Exploratory Factor Analysis - Quantitative Study

Chapter 2.0 Literature Review

3.5 Quantitative Study – Methods

3.5.1 Exploratory Factor Analysis

3.5.1.1 Sample Size

Although sample size is important in factor analysis, there are varying opinions, and several guiding rules of thumb are cited in the literature (Hogart et al., 2005, pp. 8-10). The lack of agreement is noted by Hogarty et al. (p. 203)who noted that the disparity in sample size recommendations was not helpful to those carrying out research. General guides include, Tabachnick’s rule of thumb (Tabachnick & Fidell, 2007, p. 86-89) suggests that having at least 300 cases are needed for factor analysis. Hair, Anderson, Tatham, and Black (1999, p. 156) find that sample sizes should be 100 or greater. A number of textbooks (Hogart et al., 2005, pp. 8-10) cite the work of Comrey and Lee (in their guide to sample sizes: 100 as poor, 200 as fair, 300 as good, 500 as very good, and 1000 or more as excellent. According to MacCallum et al. (1999, p. 88), such rules of thumb can at times be misleading and often do not take into account many of the complex dynamics of a factor analysis. Henson & Roberts (2006, p. 405) provide an example of this complexity where communalities having values > .60 and each factor is defined by several items, then sample sizes can actually be relatively small. However, Reise, Comrey, and Waller (2000, p. 290) found that when communalities are low (e.g. when analysing items), the number of factors is large and the number of indicators per factor is small, even a sample size of 500 may not be adequate.

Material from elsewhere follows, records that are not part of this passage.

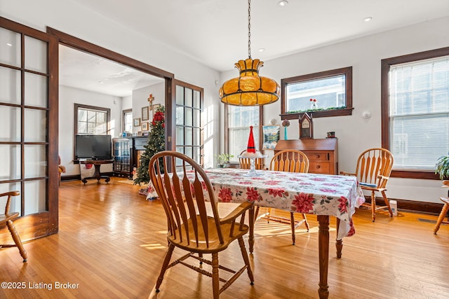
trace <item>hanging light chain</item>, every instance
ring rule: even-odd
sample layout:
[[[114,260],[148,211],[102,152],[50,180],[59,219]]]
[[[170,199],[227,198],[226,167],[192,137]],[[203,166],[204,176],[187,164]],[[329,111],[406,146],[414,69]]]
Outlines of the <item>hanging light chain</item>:
[[[248,57],[251,59],[251,0],[248,0]]]

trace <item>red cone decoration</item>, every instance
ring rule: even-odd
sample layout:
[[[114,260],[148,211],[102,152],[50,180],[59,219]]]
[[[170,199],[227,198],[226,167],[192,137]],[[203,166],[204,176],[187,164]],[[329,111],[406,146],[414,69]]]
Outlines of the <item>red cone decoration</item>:
[[[254,136],[253,135],[253,126],[250,127],[250,137],[248,139],[248,147],[246,153],[255,153],[255,146],[254,144]]]

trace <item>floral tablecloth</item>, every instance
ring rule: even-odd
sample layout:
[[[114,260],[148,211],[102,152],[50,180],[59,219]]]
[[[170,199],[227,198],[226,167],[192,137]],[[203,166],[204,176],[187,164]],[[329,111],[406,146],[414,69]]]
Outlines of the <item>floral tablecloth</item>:
[[[220,202],[250,201],[288,211],[328,215],[341,220],[337,239],[355,233],[352,215],[365,197],[355,176],[248,169],[206,169]],[[157,197],[151,182],[147,198]]]

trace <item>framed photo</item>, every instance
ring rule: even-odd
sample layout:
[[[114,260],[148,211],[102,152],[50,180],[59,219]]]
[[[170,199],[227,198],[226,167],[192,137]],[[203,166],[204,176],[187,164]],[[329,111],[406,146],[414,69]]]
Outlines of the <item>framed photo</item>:
[[[264,145],[262,149],[274,149],[279,141],[279,125],[264,125]]]
[[[148,106],[142,107],[142,121],[148,120],[149,119],[149,116],[148,115]]]
[[[155,104],[153,105],[153,116],[156,113],[156,111],[157,110],[157,109],[159,108],[160,106],[161,106],[160,104]]]

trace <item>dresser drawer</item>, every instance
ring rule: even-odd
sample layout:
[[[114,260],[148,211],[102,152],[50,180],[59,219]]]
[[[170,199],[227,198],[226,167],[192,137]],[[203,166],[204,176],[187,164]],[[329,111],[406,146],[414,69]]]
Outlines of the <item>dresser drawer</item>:
[[[327,152],[320,151],[307,151],[304,152],[309,161],[328,161],[329,153]]]
[[[330,167],[328,162],[309,162],[309,172],[311,174],[329,174]]]

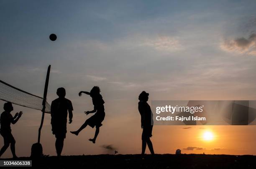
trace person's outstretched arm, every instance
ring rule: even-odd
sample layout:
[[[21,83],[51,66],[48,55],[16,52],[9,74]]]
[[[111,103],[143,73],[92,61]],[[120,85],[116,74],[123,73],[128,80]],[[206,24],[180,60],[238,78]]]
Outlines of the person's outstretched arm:
[[[84,93],[86,94],[88,94],[88,95],[90,95],[90,92],[84,92],[84,91],[81,91],[79,92],[79,93],[78,93],[78,95],[79,96],[82,96],[82,93]]]
[[[97,109],[95,109],[95,107],[94,109],[93,110],[87,111],[87,112],[84,112],[85,113],[85,114],[86,114],[86,115],[88,115],[88,114],[90,114],[90,113],[95,113],[97,111]]]
[[[13,124],[15,124],[18,122],[20,118],[21,117],[21,115],[22,115],[22,112],[20,111],[19,113],[16,113],[14,116],[14,117],[13,118],[13,120],[12,120],[12,123]],[[16,117],[17,117],[16,118]],[[16,118],[16,119],[15,119]]]
[[[141,128],[143,128],[143,123],[145,118],[145,111],[143,106],[144,105],[142,104],[142,103],[139,103],[138,105],[139,112],[141,114]]]
[[[69,104],[68,111],[69,112],[69,123],[70,124],[72,122],[72,119],[73,118],[73,113],[72,112],[72,111],[73,110],[73,109],[72,102],[71,101],[69,101]]]

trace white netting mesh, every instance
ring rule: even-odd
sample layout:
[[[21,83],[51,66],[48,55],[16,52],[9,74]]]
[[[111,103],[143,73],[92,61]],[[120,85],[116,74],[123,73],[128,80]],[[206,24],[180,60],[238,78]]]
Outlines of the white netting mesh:
[[[43,98],[14,87],[0,80],[0,99],[26,107],[41,110]],[[46,102],[45,112],[51,112],[51,106]]]

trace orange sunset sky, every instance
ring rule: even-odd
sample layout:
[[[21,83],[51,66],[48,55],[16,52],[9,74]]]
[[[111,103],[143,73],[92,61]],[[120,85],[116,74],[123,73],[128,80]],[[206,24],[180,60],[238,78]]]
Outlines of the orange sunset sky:
[[[43,96],[59,87],[73,103],[63,155],[141,152],[138,95],[152,100],[256,100],[256,3],[254,1],[0,0],[0,80]],[[51,33],[57,36],[54,42]],[[106,117],[95,144],[95,129],[77,137],[93,106],[81,91],[100,88]],[[0,109],[4,102],[0,101]],[[14,105],[12,125],[16,154],[29,156],[41,113]],[[56,155],[50,115],[41,134],[45,154]],[[157,154],[254,154],[256,126],[156,126]],[[206,133],[206,134],[205,134]],[[207,135],[205,136],[205,134]],[[0,146],[3,145],[0,137]],[[146,152],[148,149],[146,149]],[[2,156],[12,157],[10,148]]]

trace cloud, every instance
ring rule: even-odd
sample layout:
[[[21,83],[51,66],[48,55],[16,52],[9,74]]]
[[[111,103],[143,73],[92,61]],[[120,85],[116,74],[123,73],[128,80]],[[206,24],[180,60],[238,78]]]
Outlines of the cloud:
[[[226,40],[220,45],[225,51],[245,53],[256,56],[256,34],[251,34],[248,38],[238,37],[233,40]]]
[[[192,127],[188,127],[182,128],[182,129],[191,129],[191,128],[192,128]]]
[[[92,76],[90,75],[87,75],[86,76],[90,78],[92,81],[98,82],[102,80],[106,80],[107,78],[104,77],[100,77],[98,76]]]
[[[169,36],[159,36],[150,39],[142,45],[160,51],[173,52],[182,49],[182,45],[177,38]]]
[[[212,149],[211,150],[222,150],[222,149],[226,149],[225,148],[215,148],[213,149]]]
[[[106,149],[108,150],[115,150],[116,149],[114,148],[113,146],[111,144],[109,145],[102,145],[101,147]]]
[[[185,150],[194,150],[195,149],[196,150],[202,150],[205,149],[202,147],[188,147],[187,148],[183,148],[183,149]]]

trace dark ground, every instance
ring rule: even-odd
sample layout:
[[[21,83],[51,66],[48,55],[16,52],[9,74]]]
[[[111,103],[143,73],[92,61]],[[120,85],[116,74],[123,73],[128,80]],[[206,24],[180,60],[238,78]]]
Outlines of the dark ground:
[[[19,160],[29,159],[21,157]],[[138,154],[71,156],[61,158],[53,156],[33,160],[32,167],[44,169],[256,169],[256,156],[166,154],[154,157],[147,155],[144,159]]]

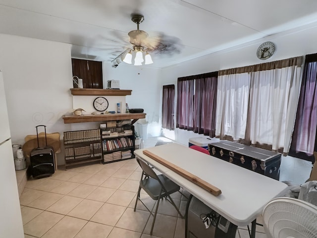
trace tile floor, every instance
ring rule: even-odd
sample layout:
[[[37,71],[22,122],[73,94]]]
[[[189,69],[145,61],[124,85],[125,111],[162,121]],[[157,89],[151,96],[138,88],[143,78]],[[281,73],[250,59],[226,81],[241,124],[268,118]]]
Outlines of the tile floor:
[[[148,140],[145,147],[157,141]],[[133,211],[141,175],[131,159],[67,171],[60,167],[51,177],[28,180],[20,198],[25,237],[184,238],[185,220],[164,200],[149,235],[150,213],[140,202]],[[141,193],[154,207],[155,201]],[[179,193],[172,197],[184,214],[186,198]],[[257,238],[266,238],[263,227],[257,229]],[[239,228],[236,238],[248,237],[247,228]]]

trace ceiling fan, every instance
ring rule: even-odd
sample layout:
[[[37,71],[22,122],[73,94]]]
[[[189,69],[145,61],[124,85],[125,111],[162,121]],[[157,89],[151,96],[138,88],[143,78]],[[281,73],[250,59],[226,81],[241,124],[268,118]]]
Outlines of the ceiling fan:
[[[132,48],[126,49],[111,61],[112,66],[116,68],[120,63],[124,62],[128,64],[142,65],[153,63],[149,53],[157,54],[172,54],[174,52],[180,53],[180,41],[173,37],[167,37],[163,33],[160,33],[155,37],[149,37],[146,32],[140,30],[139,25],[144,21],[144,17],[140,14],[132,14],[131,20],[137,24],[136,30],[133,30],[128,33],[130,37],[130,43]],[[145,54],[144,59],[143,55]]]

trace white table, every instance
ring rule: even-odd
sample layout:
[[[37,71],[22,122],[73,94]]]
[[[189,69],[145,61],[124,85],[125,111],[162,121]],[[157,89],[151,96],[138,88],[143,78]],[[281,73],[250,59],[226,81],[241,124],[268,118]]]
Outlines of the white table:
[[[212,195],[143,154],[145,150],[215,186],[222,193]],[[279,181],[176,143],[137,150],[134,154],[238,226],[253,222],[253,222],[265,204],[283,195],[287,189],[287,185]]]

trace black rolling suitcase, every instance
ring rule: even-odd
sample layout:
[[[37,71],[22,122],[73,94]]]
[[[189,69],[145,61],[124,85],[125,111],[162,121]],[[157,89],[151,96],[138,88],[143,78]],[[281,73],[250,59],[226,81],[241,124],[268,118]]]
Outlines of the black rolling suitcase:
[[[45,131],[46,146],[40,147],[38,127],[44,126]],[[48,146],[46,138],[46,126],[39,125],[35,126],[38,138],[38,148],[33,149],[30,154],[31,173],[34,178],[40,178],[51,176],[55,172],[54,167],[54,150],[51,146]]]

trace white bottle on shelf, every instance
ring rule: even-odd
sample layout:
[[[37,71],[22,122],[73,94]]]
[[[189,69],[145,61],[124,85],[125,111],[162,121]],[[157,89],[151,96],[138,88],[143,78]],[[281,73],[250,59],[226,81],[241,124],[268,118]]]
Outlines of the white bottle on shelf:
[[[117,103],[117,113],[121,113],[121,103]]]

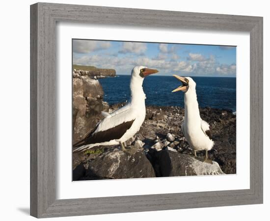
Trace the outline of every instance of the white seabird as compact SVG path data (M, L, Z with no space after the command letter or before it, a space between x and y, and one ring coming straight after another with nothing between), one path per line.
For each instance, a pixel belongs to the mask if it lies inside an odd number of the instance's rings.
M124 142L139 131L145 118L145 94L142 88L144 78L158 72L143 66L135 67L131 72L130 101L125 106L109 114L103 112L106 117L82 139L73 145L76 152L99 145L120 144L126 151Z
M195 156L196 151L205 150L205 162L212 163L208 159L207 152L214 145L211 139L209 124L201 118L199 105L196 94L196 83L190 77L183 77L173 75L180 81L182 85L172 92L182 90L185 93L185 118L181 125L181 130L189 144L194 150Z

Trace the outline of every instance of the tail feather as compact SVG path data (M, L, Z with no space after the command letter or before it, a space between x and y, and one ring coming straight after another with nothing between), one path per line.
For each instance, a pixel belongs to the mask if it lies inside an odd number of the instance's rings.
M80 147L75 149L73 150L73 153L77 153L78 152L82 151L82 150L87 150L87 149L90 149L96 146L96 145L95 143L93 143L91 144L83 145L83 146L80 146Z
M84 144L85 141L84 139L82 139L77 143L75 143L73 144L73 147L78 147L78 146L81 146Z

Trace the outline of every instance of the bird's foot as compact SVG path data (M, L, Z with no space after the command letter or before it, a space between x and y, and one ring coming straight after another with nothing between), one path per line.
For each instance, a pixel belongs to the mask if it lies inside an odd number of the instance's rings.
M212 162L212 161L211 161L211 160L210 160L208 158L205 158L204 159L204 161L203 161L204 163L207 163L208 164L213 164L213 162Z

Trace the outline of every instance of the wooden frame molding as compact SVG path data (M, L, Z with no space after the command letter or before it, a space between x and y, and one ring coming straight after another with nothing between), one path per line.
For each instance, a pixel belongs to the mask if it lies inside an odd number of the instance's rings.
M263 203L262 17L47 3L31 5L30 14L31 216L46 218ZM250 189L56 200L57 22L249 32Z

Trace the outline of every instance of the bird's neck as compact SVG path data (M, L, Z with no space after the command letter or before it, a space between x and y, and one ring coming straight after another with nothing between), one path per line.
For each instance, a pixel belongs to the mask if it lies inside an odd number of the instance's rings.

3.5.1.2 Sample to Variable Ratio (N:p ratio)

There are also recommendations to provide researchers with guidance regarding how many participants are required for each variable. The sample to variable ratio, often denoted as N:p ratio where N refers to the number of participants and p refers to the number of variables (Hogarty et al., 2005, p. 224)For example, rules of thumb range anywhere from 3:1, 6:1, 10:1, 15:1, or 20:1 (Pett et al., 2003, pp. 8-10). To highlight this ambiguity, investigators such as Hogarty et al. (2005, p. 222)observed that their results showed that there was not a minimum level of N or N:p ratio to achieve good factor recovery across the conditions they examined. As can be seen, the suggested sample size required to complete a factor analysis of a group of items that participants have responded to, varies greatly. MacCallum et al. (2002, p. 634) using factor analytic theory (MacCallum & Tucker, 1991) were able to show that it is impossible to derive a minimum sample size that is appropriate in all situations and that it may be more appropriate to limit the number of variables when exploring factorability. The

researcher with regard to the extant literature on sample size took a pragmatic view in keeping with the epistemological framework of the research design, aimed for at least ≥ 500 participants and thus reaching an acceptable level for most sample size criteria.

3.5.1.3 Factorability of the Correlation Matrix

A correlation matrix should be used in the EFA process displaying the relationships between individual variables. Henson and Roberts (2006, p. 406) pointed out that a correlation matrix is most popular among investigators. Tabachnick and Fidell recommended inspecting the correlation matrix (often termed Factorability of R for correlation coefficients > .30. Hair et al. (1995) categorised these loadings using another rule of thumb as ≥ .30 = minimal, ≥ .40 = Important, and ≥ .50 = practically significant, (Hair et al., 1995, p. 88).If no correlations have values of ≥ .30, then the researcher

should reconsider whether factor analysis is the appropriate statistical method to utilize (Hair et al., 1995, p. 88; Tabachnick & Fidell, 2005, p. 203). The assessment of

factorability of the data also comes from the determinant of the correlation matrix. The determinant of a matrix is a single value calculated using the values within a square matrix, revealing the presence or absence of possible linear combinations within the matrix. With the exception of cases where the determinant is zero, the values can be arranged into linear combinations. In factor analysis, these linear combinations are considered factors where a non-zero determinant indicates that a factor or component is mathematically possible. It does not however, offer any indication of the practical meaning or significance of the factors. The values for the determinant of a correlation matrix range from 0 to 1 and are most often are very small, suggesting that a few linear combinations exist (Pett et al., 2003).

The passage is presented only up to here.